Bill Gazaway would receive the last-place finish for his collision involving the rear end of his 1960 Oldsmobile vehicle on the first lap of the race; giving him the shortest NASCAR Grand National Series career alongside Paul Norris and Rich Vogler. LeeRoy Yarbrough would make his first NASCAR career start here; finishing in 33rd due to a crash on lap 60. Eight notable crew chiefs participated in the event; including Bud Moore, Ray Fox, Leonard Wood and Cotton Owens.

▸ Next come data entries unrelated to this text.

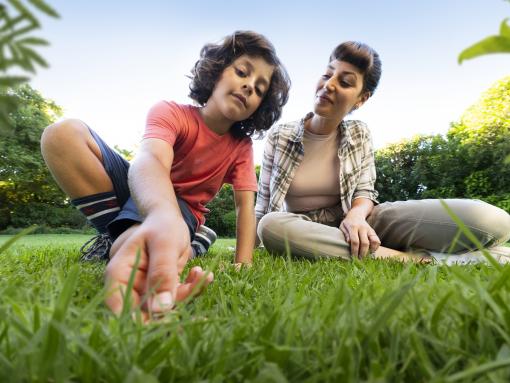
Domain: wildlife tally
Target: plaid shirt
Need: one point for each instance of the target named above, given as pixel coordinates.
(284, 152)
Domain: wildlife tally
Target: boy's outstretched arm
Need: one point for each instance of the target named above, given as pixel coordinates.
(245, 226)
(163, 237)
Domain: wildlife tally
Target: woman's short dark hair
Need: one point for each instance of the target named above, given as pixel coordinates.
(214, 58)
(362, 57)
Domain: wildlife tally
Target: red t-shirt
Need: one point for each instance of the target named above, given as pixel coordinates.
(203, 160)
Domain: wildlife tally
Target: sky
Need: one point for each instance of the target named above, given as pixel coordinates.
(110, 61)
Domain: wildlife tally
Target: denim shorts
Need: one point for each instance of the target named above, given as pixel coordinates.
(117, 167)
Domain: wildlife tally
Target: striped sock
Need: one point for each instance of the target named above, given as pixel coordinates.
(99, 209)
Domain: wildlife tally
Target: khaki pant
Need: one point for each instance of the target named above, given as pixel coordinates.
(402, 225)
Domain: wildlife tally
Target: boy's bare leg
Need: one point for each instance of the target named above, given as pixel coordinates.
(74, 159)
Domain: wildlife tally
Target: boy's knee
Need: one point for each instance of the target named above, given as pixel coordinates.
(268, 223)
(58, 134)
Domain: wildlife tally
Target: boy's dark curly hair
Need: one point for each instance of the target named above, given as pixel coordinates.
(214, 58)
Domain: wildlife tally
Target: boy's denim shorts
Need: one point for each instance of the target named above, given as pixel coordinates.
(117, 167)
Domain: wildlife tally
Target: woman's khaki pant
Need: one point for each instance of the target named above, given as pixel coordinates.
(402, 225)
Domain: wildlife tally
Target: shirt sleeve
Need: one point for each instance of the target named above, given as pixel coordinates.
(242, 172)
(164, 122)
(366, 183)
(266, 169)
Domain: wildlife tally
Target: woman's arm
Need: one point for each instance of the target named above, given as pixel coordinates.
(355, 228)
(263, 193)
(245, 226)
(357, 231)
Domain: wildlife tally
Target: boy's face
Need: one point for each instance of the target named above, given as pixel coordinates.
(242, 87)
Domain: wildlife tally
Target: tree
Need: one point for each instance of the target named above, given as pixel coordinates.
(468, 162)
(17, 22)
(28, 193)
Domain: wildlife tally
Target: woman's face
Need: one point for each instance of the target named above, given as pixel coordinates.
(339, 91)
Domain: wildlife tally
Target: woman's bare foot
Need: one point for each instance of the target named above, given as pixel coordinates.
(387, 253)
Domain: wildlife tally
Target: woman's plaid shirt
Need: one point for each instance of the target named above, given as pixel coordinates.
(284, 152)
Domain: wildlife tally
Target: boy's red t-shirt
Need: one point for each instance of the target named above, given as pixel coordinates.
(203, 160)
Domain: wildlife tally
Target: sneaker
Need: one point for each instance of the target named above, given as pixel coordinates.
(204, 238)
(96, 248)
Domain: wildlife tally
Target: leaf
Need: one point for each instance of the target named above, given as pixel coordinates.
(32, 41)
(504, 29)
(24, 11)
(491, 44)
(12, 81)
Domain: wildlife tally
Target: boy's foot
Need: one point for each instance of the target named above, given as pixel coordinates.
(96, 248)
(204, 238)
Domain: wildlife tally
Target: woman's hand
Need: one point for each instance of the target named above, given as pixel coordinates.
(359, 235)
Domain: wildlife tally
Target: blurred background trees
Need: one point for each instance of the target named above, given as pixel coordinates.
(468, 162)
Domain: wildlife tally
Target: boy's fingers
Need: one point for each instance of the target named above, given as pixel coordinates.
(118, 273)
(162, 278)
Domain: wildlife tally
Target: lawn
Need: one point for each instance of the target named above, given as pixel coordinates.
(281, 320)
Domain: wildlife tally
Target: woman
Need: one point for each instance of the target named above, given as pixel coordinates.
(321, 171)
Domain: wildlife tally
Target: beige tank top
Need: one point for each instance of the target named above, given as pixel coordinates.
(315, 183)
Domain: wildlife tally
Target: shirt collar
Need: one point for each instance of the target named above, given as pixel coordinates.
(345, 133)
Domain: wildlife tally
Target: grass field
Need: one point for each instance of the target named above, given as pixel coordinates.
(279, 321)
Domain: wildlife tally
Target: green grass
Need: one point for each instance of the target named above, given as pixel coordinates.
(279, 321)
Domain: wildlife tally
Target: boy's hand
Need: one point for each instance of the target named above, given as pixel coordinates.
(164, 247)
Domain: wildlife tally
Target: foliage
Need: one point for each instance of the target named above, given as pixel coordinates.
(28, 194)
(222, 216)
(281, 320)
(222, 207)
(17, 50)
(492, 44)
(469, 162)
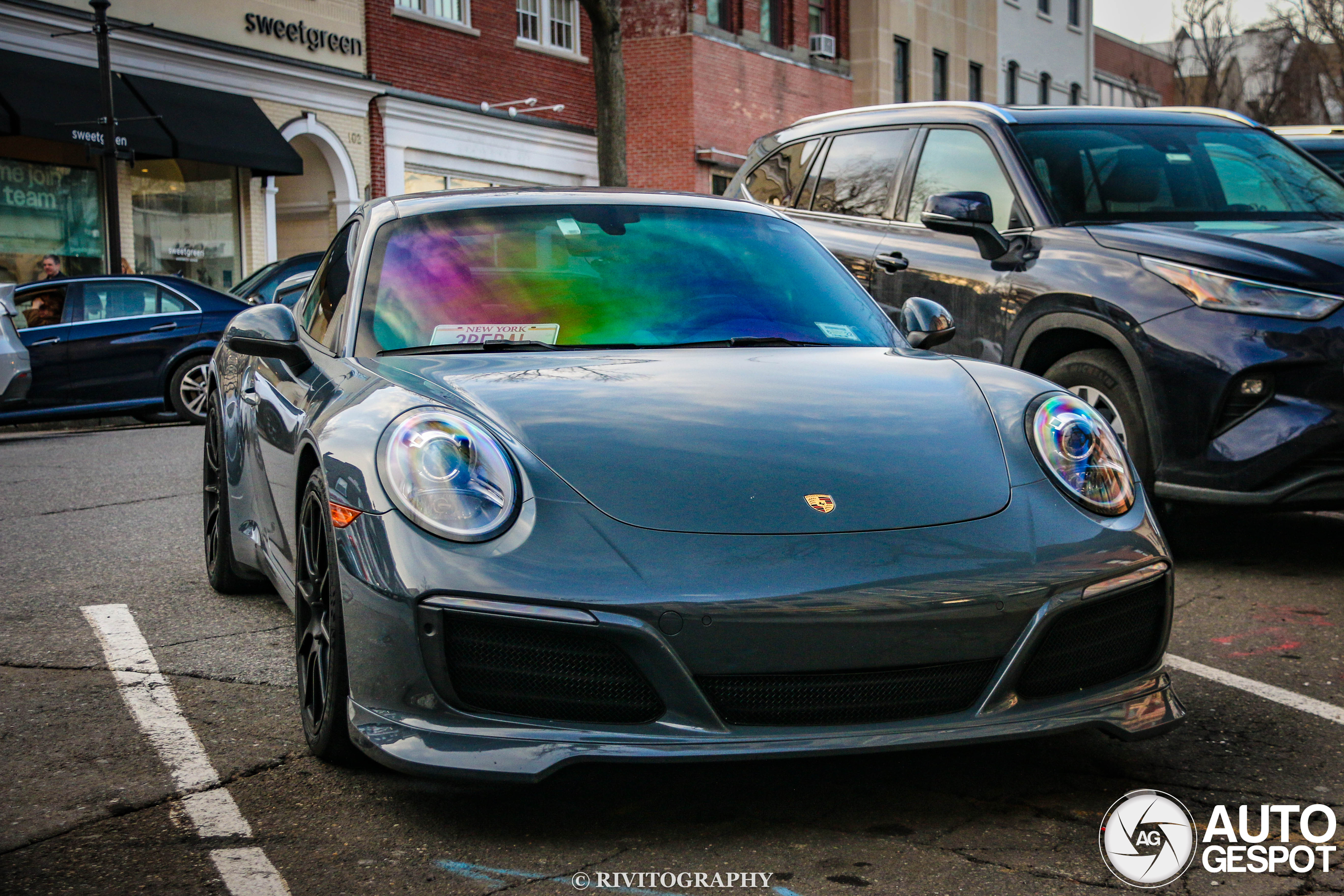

The record for the shortest NASCAR career would be broken in 1990 by Rich Vogler. He qualified for a 1990 race at Pocono, but he died the night before the race. He was given a 40th-place finish and a "Did Not Start", which means he completed zero laps. The fewest lead changes were committed here; this record would be officially tied with the 1961 Dixie 400 the following year.

===Qualifying===

| Grid | No. | Driver | Manufacturer | Qualifying time | Speed | Owner |
|---|---|---|---|---|---|---|
| 1 | 22 | Fireball Roberts | '60 Pontiac | 2:40.030 | 134.975 | John Hines |
| 2 | 47 | Jack Smith | '60 Pontiac | 2:41.180 | 134.012 | Jack Smith |
| 3 | 27 | Junior Johnson | '60 Pontiac | 2:41.810 | 133.490 | John Masoni |
| 4 | 28 | Fred Lorenzen | '60 Ford | 2:44.660 | 133.169 | Fred Lorenzen |
| 5 | 5 | Bobby Johns | '60 Pontiac | 2:44.660 | 131.179 | Cotton Owens |
| 6 | 12 | Joe Weatherly | '60 Ford | 2:44.130 | 131.603 | Holman-Moody |
| 7 | 94 | Banjo Matthews | '60 Ford | 2:44.070 | 131.651 | Banjo Matthews |
| 8 | 4 | Rex White | '60 Chevrolet | 2:45.790 | 130.285 | Rex White |
| 9 | 85 | Emanuel Zervakis | '60 Chevrolet | 2:45.960 | 130.152 | Monroe Shook |
| 10 | 90 | Tiny Lund | '60 Ford | 2:46.100 | 130.042 | Junie Donlavey |

==Timeline==
Section reference:
- Start of race: Fireball Roberts officially held the pole position as the green flag was waved.
- Lap 1: Bill Gazaway would lose the rear end of his vehicle; Paul Norris fell out with engine failure.
- Lap 5: Ned Jarrett's engine stopped working properly.
- Lap 16: Friday Hassler's engine stopped working properly.
- Lap 23: Wilbur Rakestraw's engine stopped working properly.
- Lap 24: Elmo Langley's engine stopped working properly.
- Lap 39: Bob Eichor had a terminal crash.
- Lap 44: Jack Smith took over the lead from Fireball Roberts.
- Lap 46: Marvin Panch's brakes stopped working properly.
- Lap 51: Banjo Matthews had a terminal crash.
- Lap 52: Tiny Lund's engine stopped working properly.
- Lap 58: Jimmy Pardue's engine stopped working properly; Tiny Lund's engine would suffer a similar fate.
- Lap 60: LeeRoy Yarbrough had a terminal crash.
- Lap 63: Tommy Irwin took over the lead from Jack Smith.
- Lap 65: Joe Weatherly took over the lead from Tommy Irwin.
- Lap 73: The frame came right off of T.C. Hunt's vehicle.
- Lap 74: A problematic axle took Charlie Glotzbach out of the race.
- Lap 83: Johnny Beauchamp took over the lead from Joe Weatherly.
- Lap 85: Johnny Beauchamp had a terminal crash.
- Lap 86: Joe Weatherly took over the lead from Johnny Beauchamp.
- Lap 108: Roscoe Thompson took over the lead from Joe Weatherly.
- Lap 110: Bobby Johns took over the lead from Roscoe Thompson.
- Lap 132: The frame came right off of Charley Griffith's vehicle.
- Lap 144: Roscoe Thompson had a terminal crash.
- Lap 154: Jack Smith's engine stopped working properly.
- Lap 212: David Pearson had a terminal crash; a problematic axle took Junior Johnson out of the race.
- Lap 224: Tom Pistone's gas tank stopped working properly.
- Lap 255: Doug Yates' fuel pump stopped working properly.
- Finish: Bobby Johns was officially credited with the victory.